The odds of surviving five years after diagnosis for women with early stage ovarian cancer has risen from 21% in the early 1970s to 41% today.

The charity said an improvement in survival rates means every year over 1,000 more women in England and Wales are surviving ovarian cancer for at least 5 years.

However, they said more needs to be done before we see the same improvements for women diagnosed with advanced stages of the disease.

The improvement in survival for women diagnosed in the early stage is thought to be largely due to better treatments for the disease.

Ovarian cancer is the fifth most common cancer in women in the UK, where around 6,500 new cases are diagnosed every year, and in 2008, it killed 4,400 women.

It is sometimes called the “silent killer” because symptoms are difficult to spot in the early stages, and many cases are only diagnosed after the cancer has spread. It is more common in women who have been through the menopause: some 8 in 10 new cases are in women over 50.

Analysis of data from the East of England Cancer Registry (ECRIC) shows that women diagnosed with stage III ovarian cancer (spread to nearby tissue) have just over 20% chance of surviving for five years, while for women diagnosed with stage IV ovarian cancer (spread to distant tissue), this drops to below 6%.

Dr James Brenton, who is based at Cancer Research UK’s Cambridge Research Institute, told the press that:

“These latest figures show improvements in treatment, such as centralisation of ovarian cancer surgery and uniform access to chemotherapy, are making a difference in helping more women survive ovarian cancer, particularly those who are diagnosed earlier.”

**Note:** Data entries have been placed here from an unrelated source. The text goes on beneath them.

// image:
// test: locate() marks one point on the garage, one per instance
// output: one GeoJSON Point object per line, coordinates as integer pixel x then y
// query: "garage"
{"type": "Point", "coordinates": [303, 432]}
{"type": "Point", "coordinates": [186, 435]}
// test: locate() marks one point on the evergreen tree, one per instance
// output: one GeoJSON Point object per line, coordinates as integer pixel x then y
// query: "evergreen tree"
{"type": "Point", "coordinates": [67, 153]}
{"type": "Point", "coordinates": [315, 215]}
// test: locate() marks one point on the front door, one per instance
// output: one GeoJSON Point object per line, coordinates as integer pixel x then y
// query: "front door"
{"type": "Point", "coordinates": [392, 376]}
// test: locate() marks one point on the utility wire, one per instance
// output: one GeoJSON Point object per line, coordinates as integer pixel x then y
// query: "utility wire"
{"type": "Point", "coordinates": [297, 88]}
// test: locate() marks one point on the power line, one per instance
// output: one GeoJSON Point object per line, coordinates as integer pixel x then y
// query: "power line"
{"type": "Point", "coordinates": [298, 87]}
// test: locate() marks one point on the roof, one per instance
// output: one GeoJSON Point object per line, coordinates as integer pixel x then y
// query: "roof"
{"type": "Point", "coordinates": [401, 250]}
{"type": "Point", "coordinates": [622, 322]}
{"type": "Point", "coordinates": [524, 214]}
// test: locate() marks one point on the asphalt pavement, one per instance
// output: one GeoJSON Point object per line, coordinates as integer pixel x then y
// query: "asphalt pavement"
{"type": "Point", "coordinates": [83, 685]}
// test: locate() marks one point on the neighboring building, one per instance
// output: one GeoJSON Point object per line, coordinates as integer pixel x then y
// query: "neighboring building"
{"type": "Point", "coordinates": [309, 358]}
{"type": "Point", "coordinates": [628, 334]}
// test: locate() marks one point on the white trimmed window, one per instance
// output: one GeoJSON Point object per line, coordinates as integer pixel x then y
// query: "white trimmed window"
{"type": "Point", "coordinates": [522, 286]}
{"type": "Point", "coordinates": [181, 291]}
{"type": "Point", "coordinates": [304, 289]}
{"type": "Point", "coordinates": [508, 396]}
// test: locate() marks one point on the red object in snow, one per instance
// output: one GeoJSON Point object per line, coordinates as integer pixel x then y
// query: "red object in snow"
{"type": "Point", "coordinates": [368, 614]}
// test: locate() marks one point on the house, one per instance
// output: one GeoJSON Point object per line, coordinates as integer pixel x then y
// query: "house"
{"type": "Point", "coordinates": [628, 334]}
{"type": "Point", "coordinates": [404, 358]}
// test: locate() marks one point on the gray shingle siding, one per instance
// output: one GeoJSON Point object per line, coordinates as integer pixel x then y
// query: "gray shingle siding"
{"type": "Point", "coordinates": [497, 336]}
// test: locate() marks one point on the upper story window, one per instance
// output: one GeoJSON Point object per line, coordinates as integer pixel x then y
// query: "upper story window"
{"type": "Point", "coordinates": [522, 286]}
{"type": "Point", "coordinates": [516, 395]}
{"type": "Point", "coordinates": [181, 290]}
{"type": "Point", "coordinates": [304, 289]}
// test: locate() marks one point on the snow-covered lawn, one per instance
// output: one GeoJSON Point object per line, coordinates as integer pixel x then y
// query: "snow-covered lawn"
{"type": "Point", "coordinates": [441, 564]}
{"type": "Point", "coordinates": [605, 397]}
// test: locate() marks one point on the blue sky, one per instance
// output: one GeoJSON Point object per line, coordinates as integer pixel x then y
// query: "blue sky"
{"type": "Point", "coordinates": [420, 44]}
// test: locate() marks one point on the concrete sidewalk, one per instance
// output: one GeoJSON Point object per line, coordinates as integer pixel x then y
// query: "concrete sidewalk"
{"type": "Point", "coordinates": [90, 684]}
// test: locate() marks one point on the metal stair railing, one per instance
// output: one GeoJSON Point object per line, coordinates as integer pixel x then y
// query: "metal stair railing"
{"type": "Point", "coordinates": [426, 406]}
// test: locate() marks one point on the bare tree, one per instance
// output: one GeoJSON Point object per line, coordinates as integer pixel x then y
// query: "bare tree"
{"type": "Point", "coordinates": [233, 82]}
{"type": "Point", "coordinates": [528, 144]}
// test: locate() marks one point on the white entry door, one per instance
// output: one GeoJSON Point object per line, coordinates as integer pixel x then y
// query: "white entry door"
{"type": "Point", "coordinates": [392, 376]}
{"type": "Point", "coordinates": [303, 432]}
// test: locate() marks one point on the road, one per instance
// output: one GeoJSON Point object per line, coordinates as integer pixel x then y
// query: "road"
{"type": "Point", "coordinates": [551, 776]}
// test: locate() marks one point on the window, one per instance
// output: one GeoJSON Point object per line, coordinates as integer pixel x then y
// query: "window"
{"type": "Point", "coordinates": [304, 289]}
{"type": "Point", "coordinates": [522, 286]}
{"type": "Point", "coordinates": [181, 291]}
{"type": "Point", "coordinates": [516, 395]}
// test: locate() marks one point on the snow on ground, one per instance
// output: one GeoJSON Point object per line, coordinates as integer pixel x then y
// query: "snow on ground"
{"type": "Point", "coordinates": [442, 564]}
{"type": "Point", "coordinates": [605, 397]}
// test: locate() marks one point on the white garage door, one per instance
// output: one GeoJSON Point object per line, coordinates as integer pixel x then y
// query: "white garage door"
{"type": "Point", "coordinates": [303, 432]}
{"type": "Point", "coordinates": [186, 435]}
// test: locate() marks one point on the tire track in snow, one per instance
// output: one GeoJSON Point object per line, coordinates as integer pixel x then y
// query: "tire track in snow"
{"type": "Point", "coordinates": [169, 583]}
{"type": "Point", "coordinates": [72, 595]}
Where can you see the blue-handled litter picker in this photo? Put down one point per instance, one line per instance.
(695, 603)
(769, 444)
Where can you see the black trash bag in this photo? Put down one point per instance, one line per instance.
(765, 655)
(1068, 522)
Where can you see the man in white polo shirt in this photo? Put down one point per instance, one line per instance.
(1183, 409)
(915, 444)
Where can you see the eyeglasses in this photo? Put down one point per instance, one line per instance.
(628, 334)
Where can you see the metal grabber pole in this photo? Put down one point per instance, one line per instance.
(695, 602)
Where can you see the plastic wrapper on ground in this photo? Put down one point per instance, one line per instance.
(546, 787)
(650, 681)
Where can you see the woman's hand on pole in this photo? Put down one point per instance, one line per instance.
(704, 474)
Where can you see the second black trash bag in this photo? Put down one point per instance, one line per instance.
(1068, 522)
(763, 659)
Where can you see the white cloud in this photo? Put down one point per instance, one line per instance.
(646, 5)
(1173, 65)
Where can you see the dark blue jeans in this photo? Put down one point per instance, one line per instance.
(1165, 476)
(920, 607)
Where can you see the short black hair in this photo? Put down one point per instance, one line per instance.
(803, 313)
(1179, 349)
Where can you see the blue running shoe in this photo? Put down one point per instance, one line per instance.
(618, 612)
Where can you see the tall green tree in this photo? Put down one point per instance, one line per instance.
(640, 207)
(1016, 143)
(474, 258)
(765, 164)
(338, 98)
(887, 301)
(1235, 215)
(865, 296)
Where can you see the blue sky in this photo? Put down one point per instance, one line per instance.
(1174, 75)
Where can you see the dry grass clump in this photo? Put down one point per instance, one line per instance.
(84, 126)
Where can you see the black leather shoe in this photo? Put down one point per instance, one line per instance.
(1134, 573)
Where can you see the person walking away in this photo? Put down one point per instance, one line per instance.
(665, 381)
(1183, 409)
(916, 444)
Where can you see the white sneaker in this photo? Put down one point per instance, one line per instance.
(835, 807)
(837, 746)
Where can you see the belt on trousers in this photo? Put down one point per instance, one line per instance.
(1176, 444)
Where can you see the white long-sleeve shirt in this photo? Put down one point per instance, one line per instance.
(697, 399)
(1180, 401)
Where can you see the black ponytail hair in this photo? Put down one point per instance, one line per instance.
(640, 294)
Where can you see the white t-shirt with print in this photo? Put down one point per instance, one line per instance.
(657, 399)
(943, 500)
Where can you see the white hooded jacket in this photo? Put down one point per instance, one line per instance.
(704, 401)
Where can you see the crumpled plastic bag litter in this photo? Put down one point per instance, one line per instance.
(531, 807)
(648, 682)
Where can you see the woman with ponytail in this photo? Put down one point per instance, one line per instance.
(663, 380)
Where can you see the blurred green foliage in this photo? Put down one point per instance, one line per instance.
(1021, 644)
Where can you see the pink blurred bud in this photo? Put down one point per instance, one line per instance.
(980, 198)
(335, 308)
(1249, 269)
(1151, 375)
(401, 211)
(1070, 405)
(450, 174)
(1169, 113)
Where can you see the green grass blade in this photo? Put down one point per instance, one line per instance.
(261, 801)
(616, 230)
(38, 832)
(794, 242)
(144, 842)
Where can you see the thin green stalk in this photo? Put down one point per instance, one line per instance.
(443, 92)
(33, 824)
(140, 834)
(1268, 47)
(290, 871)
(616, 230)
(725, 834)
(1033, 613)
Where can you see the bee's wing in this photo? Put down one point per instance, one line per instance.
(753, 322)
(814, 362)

“But we face a real challenge in translating these improvements in survival to women whose ovarian cancer has already spread,” added Brenton, who also works as an ovarian cancer clinician at Cambridge’s Addenbrooke’s hospital.

An important improvement in chemotherapy treatment occurred in the 1980s when Cancer Research UK scientists developed the chemotherapy drug carboplatin, which treated women more successfully at first diagnosis and also offered new options for treating recurrences.

Tackling the late diagnosis problem requires better screening for ovarian cancer. There is currently a pivotal trial involving over 200,000 women that Cancer Research UK is helping to finance. The trial is testing the effectiveness of screening for ovarian cancer with ultrasound and blood tests.

The trial has shown some promising initial results. It finishes in 2015, and the hope is that the initial promise will hold and lead to a nationwide screening programme that will detect ovarian cancer earlier and thereby save more lives.

Other areas that are showing promise are new drugs, such as the PARP inhibitors that could help women with ovarian cancer who also have faulty BRCA genes.

Brenton said ovarian cancer is beginning to be a more controllable disease, but we still have no cure for most cases.